Metaphorical transfer


  • Transfer Caused Motion: ’Transfer of Ownerhip as Physical Transfer (Goldberg 1995: 90).


    1. He drives the bus to Rome.
    2. He gives the book to Mary.

Metaphorical transfer

  • In Old English, the to-prep construction was common with Verbs of Communication (De Cuypere 2013).

(cocathom2.o3: 196, 16)

God cwæð to Moysen ðæt he wolde cumin

God said to Moses that he would come

"God said to Moses that he would come"

English DOC


Not only animate Recipients:

  1. The music lent the party a festive air.
  2. She gives the book a title.
  3. give the bike a push.
  4. Another time 2 of his cousins biked him a huge bag of things because he was sick and none of them had a car.
  5. […] that bring the place a softness and freshness.

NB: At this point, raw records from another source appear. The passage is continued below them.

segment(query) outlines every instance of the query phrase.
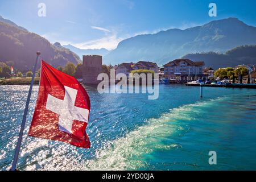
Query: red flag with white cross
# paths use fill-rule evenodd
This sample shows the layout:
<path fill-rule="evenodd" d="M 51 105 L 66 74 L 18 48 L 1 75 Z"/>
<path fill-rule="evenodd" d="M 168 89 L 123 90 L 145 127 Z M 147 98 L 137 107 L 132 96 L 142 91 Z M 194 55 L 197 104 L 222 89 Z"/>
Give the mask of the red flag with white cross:
<path fill-rule="evenodd" d="M 73 77 L 42 61 L 38 100 L 28 135 L 89 148 L 90 100 Z"/>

English dative alternation


  • DOC: transfer of possession to a(n) (animate) recipient is not an encoded meaning, but a conventionalised sense/preference.
  • to-prep construction: transfer of location is not an encoded meaning, but a conventionalised sense/preference.

English dative alternation

LEVEL 1 – System: isomorphism

  • One construction with one meaning ‘Agent-Theme-Goal’

LEVEL 2 – Norm: optionality

  • Two allostructions with multiple (overlapping) conventionalised senses/preferences.

  • Probabilistic tendencies are conventionalised preferences in normal language use.

  • Example: the verb pay (Bresnan & Ford 2010: 13, fn. 17)

    • pay in the abstract sense (pay attention) prefers to-prep construction
    • pay in the transfer sense (pay money) prefers DOC.

LEVEL 3 – Utterance

Workshop aim & proposed solution

We seek to examine whether common ground can be established between the principles of isomorphism and optionality


Both are theoretically compatible and empirically differentiable, provided one distinguishes encoded meaning (system) from inferred interpretation, i.e., conventionionalised senses and probabilistic preferences (norm).